Trump Accuses China, EU of Currency Manipulation

(Bloomberg) -- President Donald Trump accused China and the European Union of manipulating their currencies as he tries to wrestle concessions from two of the U.S.’s largest trade partners.

“I think China’s manipulating their currency, absolutely. And I think the euro is being manipulated also,” Trump said in an interview with Reuters published Monday.

The president’s accusation, presented without explanation or substantiation in the Reuters report, conflicts with the findings of his own administration. The Treasury Department stopped short of naming China, the EU or any other country as a currency manipulator in April, in a semi-annual report on foreign-exchange policy. The U.S. hasn’t officially accused another country of currency manipulation since 1994.

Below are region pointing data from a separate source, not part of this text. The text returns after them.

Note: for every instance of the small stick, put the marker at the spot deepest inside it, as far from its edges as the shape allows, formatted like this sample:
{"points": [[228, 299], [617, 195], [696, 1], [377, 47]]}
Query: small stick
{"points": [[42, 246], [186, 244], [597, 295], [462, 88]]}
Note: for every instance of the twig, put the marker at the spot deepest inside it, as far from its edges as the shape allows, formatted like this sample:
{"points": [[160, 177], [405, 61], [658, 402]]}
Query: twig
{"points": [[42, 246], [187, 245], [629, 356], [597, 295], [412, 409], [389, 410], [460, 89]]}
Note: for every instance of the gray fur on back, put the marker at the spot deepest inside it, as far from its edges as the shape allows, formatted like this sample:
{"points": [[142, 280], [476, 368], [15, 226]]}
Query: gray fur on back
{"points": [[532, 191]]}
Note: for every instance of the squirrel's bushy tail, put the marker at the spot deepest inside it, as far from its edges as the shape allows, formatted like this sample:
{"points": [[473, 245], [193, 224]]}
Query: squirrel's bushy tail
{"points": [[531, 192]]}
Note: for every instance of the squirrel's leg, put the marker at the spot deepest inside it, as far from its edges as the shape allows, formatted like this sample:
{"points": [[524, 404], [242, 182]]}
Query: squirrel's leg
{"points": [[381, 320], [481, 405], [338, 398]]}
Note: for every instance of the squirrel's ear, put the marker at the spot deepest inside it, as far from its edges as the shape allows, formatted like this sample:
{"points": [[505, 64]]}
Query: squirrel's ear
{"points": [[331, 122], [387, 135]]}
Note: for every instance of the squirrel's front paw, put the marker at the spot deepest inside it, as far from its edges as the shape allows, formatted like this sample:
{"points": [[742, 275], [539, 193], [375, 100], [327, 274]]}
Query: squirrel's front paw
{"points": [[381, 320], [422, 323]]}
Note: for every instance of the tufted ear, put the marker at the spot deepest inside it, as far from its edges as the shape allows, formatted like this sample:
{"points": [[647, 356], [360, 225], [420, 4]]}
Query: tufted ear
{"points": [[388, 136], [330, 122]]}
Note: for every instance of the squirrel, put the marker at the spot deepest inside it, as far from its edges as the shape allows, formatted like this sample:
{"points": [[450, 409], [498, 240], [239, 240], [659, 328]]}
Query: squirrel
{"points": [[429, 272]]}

The dollar extended its drop to trade at the day’s low as measured by the Bloomberg Dollar Spot Index while the euro rose to its highest level in more than a week at $1.1481. The dollar was already under pressure after Bloomberg News reported earlier that Trump complained about interest rate hikes under Federal Reserve Chairman Jerome Powell.

In the April report, Treasury dialed up its criticism of China, citing lack of progress in rectifying its trade imbalance. The department said that China’s “disproportionate share of the overall U.S. trade deficit” required “enhanced analysis” of whether it’s a manipulator, along with five other countries. A designation requires the U.S. to engage in expedited negotiations with the country.

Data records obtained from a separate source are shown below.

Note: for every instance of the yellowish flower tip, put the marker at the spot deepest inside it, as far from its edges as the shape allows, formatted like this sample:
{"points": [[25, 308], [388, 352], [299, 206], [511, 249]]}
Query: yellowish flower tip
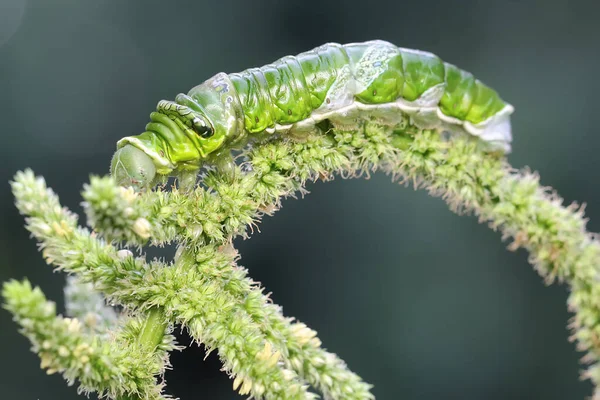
{"points": [[304, 334], [268, 355], [62, 229], [142, 228], [128, 194], [245, 382], [73, 325]]}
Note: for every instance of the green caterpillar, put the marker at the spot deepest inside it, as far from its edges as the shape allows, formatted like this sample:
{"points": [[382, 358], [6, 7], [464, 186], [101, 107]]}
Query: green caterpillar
{"points": [[338, 83]]}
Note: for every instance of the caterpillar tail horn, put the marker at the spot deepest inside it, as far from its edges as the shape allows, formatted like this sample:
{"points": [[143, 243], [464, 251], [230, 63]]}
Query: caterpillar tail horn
{"points": [[130, 166]]}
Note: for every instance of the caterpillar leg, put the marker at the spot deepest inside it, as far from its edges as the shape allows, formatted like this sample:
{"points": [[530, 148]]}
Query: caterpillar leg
{"points": [[186, 180]]}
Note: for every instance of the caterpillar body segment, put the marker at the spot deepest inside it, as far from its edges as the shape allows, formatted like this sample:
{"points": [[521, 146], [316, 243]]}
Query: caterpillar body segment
{"points": [[340, 83]]}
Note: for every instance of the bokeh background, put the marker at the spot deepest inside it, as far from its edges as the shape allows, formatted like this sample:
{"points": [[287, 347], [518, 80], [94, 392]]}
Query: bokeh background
{"points": [[422, 303]]}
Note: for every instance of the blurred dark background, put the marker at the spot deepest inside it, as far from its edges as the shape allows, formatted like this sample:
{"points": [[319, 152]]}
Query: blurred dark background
{"points": [[420, 302]]}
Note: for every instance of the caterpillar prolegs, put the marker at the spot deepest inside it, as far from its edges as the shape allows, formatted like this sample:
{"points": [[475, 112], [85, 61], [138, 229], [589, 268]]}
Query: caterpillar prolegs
{"points": [[342, 84]]}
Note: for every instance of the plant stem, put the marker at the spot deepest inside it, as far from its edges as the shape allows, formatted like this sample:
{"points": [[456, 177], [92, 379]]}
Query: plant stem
{"points": [[154, 329]]}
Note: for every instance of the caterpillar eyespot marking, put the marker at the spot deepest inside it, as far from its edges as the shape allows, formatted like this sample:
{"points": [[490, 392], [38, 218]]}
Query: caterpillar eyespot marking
{"points": [[341, 84]]}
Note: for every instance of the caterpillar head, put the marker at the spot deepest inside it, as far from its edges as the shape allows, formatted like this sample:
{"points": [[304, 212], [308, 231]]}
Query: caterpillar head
{"points": [[130, 166]]}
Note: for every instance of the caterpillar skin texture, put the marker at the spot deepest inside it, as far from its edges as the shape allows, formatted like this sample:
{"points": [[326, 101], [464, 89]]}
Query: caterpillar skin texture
{"points": [[340, 83]]}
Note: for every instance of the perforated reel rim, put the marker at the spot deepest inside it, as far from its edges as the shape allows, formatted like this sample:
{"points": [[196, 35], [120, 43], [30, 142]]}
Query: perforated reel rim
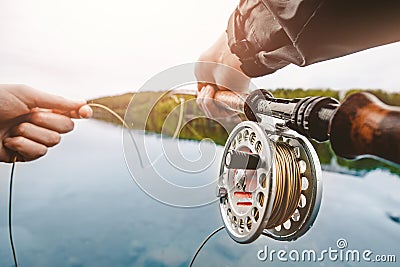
{"points": [[306, 214]]}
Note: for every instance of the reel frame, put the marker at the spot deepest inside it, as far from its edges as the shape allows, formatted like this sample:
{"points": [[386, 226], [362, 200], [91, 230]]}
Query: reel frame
{"points": [[245, 220]]}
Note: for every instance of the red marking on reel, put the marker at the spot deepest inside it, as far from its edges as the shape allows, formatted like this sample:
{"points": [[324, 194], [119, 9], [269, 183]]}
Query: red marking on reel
{"points": [[245, 204], [243, 194]]}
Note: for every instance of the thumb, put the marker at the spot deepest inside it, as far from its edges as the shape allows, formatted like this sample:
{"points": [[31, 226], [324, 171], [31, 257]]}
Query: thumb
{"points": [[38, 99]]}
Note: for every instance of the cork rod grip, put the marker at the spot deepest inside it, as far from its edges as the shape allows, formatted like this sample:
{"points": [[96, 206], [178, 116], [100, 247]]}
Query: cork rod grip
{"points": [[364, 125]]}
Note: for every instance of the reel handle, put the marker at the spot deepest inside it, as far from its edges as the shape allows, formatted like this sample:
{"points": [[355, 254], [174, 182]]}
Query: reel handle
{"points": [[363, 125]]}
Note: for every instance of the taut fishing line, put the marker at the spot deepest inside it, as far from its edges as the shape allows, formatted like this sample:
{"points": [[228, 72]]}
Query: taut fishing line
{"points": [[269, 182], [12, 178]]}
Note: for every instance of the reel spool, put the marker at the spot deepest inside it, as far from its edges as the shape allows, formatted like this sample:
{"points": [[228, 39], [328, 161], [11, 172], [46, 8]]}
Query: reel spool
{"points": [[270, 183]]}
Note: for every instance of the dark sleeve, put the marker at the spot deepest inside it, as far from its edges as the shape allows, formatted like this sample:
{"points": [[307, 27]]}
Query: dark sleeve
{"points": [[267, 35]]}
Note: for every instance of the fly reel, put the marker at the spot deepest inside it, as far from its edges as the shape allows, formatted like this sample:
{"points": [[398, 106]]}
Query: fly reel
{"points": [[270, 183]]}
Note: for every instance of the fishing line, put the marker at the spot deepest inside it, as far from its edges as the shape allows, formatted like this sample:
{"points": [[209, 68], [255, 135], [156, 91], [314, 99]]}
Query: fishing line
{"points": [[203, 244], [288, 185], [10, 213], [288, 190], [116, 115]]}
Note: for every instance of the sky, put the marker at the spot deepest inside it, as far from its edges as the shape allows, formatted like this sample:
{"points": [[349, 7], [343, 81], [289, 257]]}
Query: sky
{"points": [[90, 48]]}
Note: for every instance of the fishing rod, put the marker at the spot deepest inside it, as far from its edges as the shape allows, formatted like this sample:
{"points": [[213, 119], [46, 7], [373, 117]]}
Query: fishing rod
{"points": [[270, 179]]}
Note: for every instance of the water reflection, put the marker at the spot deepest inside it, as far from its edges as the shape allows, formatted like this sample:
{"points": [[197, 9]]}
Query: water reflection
{"points": [[79, 206]]}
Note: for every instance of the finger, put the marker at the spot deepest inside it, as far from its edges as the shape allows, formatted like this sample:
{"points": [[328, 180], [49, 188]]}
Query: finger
{"points": [[35, 98], [52, 121], [28, 149], [209, 104], [85, 112], [37, 134]]}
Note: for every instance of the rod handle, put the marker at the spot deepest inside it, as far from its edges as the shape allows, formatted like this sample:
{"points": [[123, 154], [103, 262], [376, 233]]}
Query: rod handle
{"points": [[363, 125]]}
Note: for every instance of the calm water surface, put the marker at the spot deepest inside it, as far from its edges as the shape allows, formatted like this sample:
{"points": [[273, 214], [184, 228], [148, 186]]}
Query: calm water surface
{"points": [[79, 206]]}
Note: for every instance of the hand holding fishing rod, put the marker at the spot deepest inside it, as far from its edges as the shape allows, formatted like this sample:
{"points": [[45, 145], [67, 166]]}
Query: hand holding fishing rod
{"points": [[361, 125]]}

China’s stock market has suffered declines and the yuan has been on a losing streak for more than a month. Chinese authorities, bracing for economic fallout, have introduced measures to support growth ranging from shifting toward a more accommodative monetary policy to boosting fiscal spending.

“There is little evidence of more than scant Chinese foreign exchange market intervention,” Mark Sobel, a former U.S. Treasury official who worked at the department for nearly four decades, wrote in a column published Monday by a London-based think tank, the Official Monetary and Financial Institutions Forum. He cited a lack of evidence in China’s foreign reserve holdings data and other measures.

Trump also said the Federal Reserve should help him in his trade disputes with China, the EU and other nations, asserting that other central banks are assisting their countries. Trump complained to Republican donors on Friday that Fed Chairman Jerome Powell hasn’t kept interest rates as low as he expected.

“We’re negotiating very powerfully and strongly with other nations. We’re going to win,” he said. “But during this period of time I should be given some help by the Fed. The other countries are accommodated.”